Before and once you form your Texas LLC, do not fall victim to the many misconceptions that surround taxes with a limited liability company. It is true that LLCs have a great deal of flexibility regarding their structure and type of taxation. To make the most of the LLC tax benefits, however, you need to be familiar with them.
Perhaps the most common misconception is that it makes more sense to form your LLC in a state without income tax instead of Texas. On the surface, this seems like a logical way to reduce the amount of taxes that you pay. In reality, however, pass-through taxation makes the location where you form your LLC more or less irrelevant in terms of taxes. As such, you might as well form your LLC in Texas if that is where you will be operating.
Knowing that pass-through taxes make your LLC's formation location semi-irrelevant for taxes is one thing, but understanding why is another. Pass-through taxes refer to when the earnings of a company go to your private income statements. Essentially, the company itself will not pay taxes on its earnings. Instead, the owner or owners pay taxes on their income from those earnings.
The result is that no matter where your LLC is located, you will pay the tax rate of your own state of residence. That is why it does not matter where you form your LLC. Whether you form it in Texas or New Mexico, the company's profits will pass through and instead of paying corporate taxes, profits appear on your personal taxes.
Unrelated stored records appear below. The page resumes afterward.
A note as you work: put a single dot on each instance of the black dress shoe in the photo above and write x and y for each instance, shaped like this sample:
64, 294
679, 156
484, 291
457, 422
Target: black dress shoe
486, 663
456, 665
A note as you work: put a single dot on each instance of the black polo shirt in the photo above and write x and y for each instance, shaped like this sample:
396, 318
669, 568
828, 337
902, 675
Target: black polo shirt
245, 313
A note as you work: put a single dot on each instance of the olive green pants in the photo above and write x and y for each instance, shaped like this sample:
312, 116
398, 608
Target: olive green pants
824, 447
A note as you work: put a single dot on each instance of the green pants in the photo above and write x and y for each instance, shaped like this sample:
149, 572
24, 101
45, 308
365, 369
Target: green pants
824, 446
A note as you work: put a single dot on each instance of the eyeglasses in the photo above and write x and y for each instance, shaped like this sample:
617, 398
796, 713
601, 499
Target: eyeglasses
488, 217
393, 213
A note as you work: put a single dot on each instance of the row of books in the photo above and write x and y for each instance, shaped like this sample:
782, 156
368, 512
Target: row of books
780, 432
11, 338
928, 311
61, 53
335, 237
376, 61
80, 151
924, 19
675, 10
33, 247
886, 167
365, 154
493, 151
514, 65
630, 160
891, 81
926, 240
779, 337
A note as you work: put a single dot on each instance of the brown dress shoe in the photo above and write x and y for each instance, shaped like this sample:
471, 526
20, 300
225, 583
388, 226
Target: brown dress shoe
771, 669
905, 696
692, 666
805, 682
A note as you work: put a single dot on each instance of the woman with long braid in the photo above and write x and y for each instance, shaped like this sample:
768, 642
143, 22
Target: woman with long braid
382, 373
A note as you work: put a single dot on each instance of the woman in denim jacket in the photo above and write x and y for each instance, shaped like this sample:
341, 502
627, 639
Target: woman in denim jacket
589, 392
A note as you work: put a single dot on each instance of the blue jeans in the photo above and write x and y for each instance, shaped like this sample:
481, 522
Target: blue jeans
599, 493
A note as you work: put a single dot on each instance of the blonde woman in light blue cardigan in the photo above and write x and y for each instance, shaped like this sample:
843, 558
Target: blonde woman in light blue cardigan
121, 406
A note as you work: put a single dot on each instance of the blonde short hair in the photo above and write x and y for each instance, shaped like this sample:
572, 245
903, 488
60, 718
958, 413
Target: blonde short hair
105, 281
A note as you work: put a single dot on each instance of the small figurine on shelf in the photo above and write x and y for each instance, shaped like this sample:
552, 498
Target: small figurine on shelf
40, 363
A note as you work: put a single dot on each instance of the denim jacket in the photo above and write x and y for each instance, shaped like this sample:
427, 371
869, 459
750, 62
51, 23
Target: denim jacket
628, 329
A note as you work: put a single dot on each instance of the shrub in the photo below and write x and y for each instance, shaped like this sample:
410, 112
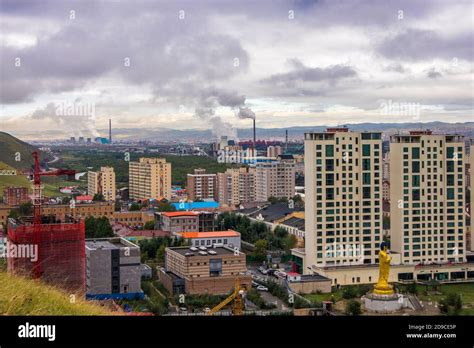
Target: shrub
353, 308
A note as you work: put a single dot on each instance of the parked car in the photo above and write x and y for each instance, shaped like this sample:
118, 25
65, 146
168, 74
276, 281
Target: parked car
280, 274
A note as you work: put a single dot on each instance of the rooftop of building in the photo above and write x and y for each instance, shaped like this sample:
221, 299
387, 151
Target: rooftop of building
196, 205
203, 251
329, 134
84, 198
214, 234
272, 212
415, 136
295, 222
109, 243
178, 213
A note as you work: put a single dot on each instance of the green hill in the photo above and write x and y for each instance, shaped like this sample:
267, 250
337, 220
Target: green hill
21, 296
10, 147
18, 180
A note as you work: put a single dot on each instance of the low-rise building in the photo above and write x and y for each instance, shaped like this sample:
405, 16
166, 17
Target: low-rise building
178, 221
4, 212
113, 269
133, 218
227, 238
203, 270
15, 195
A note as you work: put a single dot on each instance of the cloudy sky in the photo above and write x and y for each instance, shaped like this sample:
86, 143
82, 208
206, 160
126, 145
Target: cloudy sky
213, 64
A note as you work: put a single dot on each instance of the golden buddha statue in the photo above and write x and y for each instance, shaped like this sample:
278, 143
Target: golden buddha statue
383, 287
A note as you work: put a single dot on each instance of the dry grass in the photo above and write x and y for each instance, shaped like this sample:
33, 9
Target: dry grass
21, 296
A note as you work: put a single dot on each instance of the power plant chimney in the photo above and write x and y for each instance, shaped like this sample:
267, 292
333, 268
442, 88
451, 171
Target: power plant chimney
254, 136
110, 131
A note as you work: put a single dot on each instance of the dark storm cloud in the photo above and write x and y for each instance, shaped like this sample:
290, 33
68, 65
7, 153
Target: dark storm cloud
303, 74
433, 73
418, 44
164, 52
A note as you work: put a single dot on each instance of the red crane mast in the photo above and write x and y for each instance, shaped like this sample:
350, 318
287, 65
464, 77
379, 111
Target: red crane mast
37, 201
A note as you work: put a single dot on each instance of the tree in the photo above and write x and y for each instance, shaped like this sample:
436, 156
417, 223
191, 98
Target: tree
349, 292
98, 227
412, 289
160, 254
98, 197
451, 304
134, 207
26, 209
353, 308
118, 206
149, 225
260, 251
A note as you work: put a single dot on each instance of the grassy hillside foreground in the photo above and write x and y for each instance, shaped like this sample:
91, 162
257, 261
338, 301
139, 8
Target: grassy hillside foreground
20, 296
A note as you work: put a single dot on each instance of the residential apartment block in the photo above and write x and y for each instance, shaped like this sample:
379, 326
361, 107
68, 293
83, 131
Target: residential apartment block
102, 182
201, 186
150, 178
113, 269
274, 151
275, 179
343, 202
427, 197
15, 195
236, 186
78, 210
The pass-through taxation is actually a very nice benefit for LLCs since it prevents double taxation. Essentially, you will not have to pay a corporate tax on the company's profits as a whole and then pay yet another tax on the portion of those profits that make it to your income. The lack of double taxation is more than enough benefit to make up for not being able to limit taxes by forming your LLC in another state.
By default, an LLC will be classified as a pass-through in terms of taxation. A limited liability company with a single membership is automatically regarded as an entity that is disregarded. Those with multiple members get treated like partnerships. In the case of these partnerships, your LLC does not pay any taxes. Instead, it submits the K-1 form, which the IRS receives. This form outlines the income that the IRS should expect to see reported on the owner's returns.
If you wish to do so, you can change the type of taxation of your LLC. This would be to an S-Corp or Subchapter-S, which is a different type of pass-through classification. Your accountant will be able to let you know if changing the classification makes sense for you.
If you do wish to change the classification, keep in mind that this can only be done one time every five years. You do have a full 75 days following receiving your EIN to change your company's classification and have it applied retroactively.